Galambosi Päivi J, Ulander Veli-Matti, Kaaja Risto J
Department of Obstetrics and Gynecology, Helsinki University Central Hospital, Helsinki, Finland.
Department of Obstetrics and Gynecology, Helsinki University Central Hospital, Helsinki, Finland.
Thromb Res. 2014 Aug;134(2):240-5. doi: 10.1016/j.thromres.2014.04.026. Epub 2014 May 2.
Recurrent venous thromboembolism (VTE) during pregnancy is a challenging topic with relatively few publications. The aim of this study was to identify the incidence and the risk factors of recurrent antepartum VTE in women with a history of at least one previous VTE episode.
This observational cohort study involved 270 pregnant women (369 pregnancies) with at least one previous episode of VTE. The risk factors of recurrent antepartum VTE were identified by using group A (women without recurrent venous thromboembolism VTE) as a control group for group B (women with recurrent VTE despite LMWH (low molecular weight heparin) prophylaxis) and C (women with VTE recurrence in early pregnancy before the planned initiation of LMWH prophylaxis).

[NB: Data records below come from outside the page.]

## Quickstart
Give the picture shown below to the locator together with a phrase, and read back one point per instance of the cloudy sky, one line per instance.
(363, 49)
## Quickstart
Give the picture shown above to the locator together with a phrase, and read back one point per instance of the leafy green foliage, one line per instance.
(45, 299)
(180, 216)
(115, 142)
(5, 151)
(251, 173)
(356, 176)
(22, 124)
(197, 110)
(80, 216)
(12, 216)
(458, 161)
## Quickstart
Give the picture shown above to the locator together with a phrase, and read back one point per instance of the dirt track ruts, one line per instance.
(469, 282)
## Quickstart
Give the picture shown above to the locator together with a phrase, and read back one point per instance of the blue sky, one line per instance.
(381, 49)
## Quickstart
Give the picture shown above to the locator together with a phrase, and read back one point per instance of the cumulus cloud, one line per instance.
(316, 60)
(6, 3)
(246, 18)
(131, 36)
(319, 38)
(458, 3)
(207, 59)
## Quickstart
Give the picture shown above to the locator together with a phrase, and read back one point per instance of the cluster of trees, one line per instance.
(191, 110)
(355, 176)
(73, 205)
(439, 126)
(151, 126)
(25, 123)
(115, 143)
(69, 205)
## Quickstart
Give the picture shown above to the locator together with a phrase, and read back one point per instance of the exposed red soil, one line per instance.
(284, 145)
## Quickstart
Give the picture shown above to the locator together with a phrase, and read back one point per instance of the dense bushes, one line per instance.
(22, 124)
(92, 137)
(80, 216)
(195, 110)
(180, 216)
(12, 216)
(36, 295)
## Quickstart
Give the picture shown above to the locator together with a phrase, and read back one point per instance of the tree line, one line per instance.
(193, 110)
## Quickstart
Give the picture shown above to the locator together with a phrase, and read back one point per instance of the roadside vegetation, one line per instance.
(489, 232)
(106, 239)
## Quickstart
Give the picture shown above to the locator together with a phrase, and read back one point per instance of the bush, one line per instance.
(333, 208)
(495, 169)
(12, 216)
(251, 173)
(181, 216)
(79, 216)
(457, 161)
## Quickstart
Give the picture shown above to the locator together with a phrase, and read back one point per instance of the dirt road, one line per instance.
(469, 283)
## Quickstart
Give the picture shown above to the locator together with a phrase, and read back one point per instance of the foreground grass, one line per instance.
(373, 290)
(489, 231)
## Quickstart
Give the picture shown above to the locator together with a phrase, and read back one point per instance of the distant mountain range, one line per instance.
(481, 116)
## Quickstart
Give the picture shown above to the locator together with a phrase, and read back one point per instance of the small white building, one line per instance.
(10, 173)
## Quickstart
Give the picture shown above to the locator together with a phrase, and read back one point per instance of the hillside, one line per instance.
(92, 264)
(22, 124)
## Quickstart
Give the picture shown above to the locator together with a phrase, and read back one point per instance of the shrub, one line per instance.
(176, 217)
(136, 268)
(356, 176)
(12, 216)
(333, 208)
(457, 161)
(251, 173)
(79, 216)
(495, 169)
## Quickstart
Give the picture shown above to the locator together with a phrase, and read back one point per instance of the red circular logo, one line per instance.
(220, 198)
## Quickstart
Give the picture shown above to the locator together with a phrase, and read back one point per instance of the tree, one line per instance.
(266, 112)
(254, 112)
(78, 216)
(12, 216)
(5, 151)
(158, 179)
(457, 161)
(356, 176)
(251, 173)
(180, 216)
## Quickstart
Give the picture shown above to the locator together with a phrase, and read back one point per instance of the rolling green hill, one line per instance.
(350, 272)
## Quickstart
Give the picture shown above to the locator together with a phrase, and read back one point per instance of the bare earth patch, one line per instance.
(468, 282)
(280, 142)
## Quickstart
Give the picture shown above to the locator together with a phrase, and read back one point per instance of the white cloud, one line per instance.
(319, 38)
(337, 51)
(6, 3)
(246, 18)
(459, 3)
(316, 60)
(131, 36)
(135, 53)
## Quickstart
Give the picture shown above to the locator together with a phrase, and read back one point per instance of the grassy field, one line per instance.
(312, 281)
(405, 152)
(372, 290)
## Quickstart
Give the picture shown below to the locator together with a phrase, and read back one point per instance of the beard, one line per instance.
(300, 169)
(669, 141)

The incidence of recurrent VTE was 7.6% (n=28). Twelve recurrent VTEs in ten women (3.3%) developed during early pregnancy before initiation of LMWH and sixteen recurrent VTEs (4.3%) developed in 15 women despite LMWH prophylaxis. In women with recurrent antepartum VTE, the incidence of a history of two or more previous VTEs (group A vs. B: 5.7% vs. 40.0%, p<0.001; group A vs. C: 5.7% vs. 30.0%, p=0.022), previous VTE in connection with antiphospholipid antibody syndrome (group A vs. B: 2.6% vs. 20.0%, p=0.012) and a history of VTE related to hormonal risk factors (group A vs. B: 60.4% vs. 93.3%, p=0.011) was significantly higher compared to those with successful LMWH-prophylaxis. The percentage of the women with long-term anticoagulation was also significantly higher among the women with recurrent antepartum VTE (group A vs. B: 7.6% vs. 46.7%, p<0.001) compared to those with successful LMWH-prophylaxis. The risk of antepartum recurrent VTE is considerable in women with a history of two or more previous VTEs, antiphospholipid antibody syndrome or long-term anticoagulation. The antepartum prophylaxis with prophylactic dose of LMWH or even with intermediate dose of LMWH might not be sufficient in this high-risk population.
孕期复发性静脉血栓栓塞症(VTE)是一个颇具挑战性的话题,相关出版物相对较少。本研究的目的是确定既往至少有一次VTE发作史的女性产前复发性VTE的发生率及危险因素。
这项观察性队列研究纳入了270名既往至少有一次VTE发作史的孕妇(369次妊娠)。通过将A组(无复发性静脉血栓栓塞症的女性)作为B组(尽管接受低分子量肝素(LMWH)预防仍发生复发性VTE的女性)和C组(在计划开始LMWH预防之前的早孕期间发生VTE复发的女性)的对照组,来确定产前复发性VTE的危险因素。
复发性VTE的发生率为7.6%(n = 28)。10名女性中有12次复发性VTE(3.3%)发生在开始LMWH治疗前的早孕期间,15名女性中有16次复发性VTE(4.3%)尽管接受了LMWH预防仍发生。在产前复发性VTE的女性中,既往有两次或更多次VTE发作史的发生率(A组与B组:5.7%对40.0%,p<0.001;A组与C组:5.7%对30.0%,p = 0.022)、与抗磷脂抗体综合征相关的既往VTE(A组与B组:2.6%对20.0%,p = 0.012)以及与激素危险因素相关的VTE发作史(A组与B组:60.4%对93.3%,p = 0.011)与成功接受LMWH预防的女性相比显著更高。与成功接受LMWH预防的女性相比,产前复发性VTE女性中接受长期抗凝治疗的女性比例也显著更高(A组与B组:7.6%对46.7%,p<0.001)。既往有两次或更多次VTE发作史、抗磷脂抗体综合征或长期抗凝治疗的女性产前复发性VTE的风险相当高。在这一高危人群中,预防性剂量的LMWH甚至中等剂量的LMWH进行产前预防可能并不足够。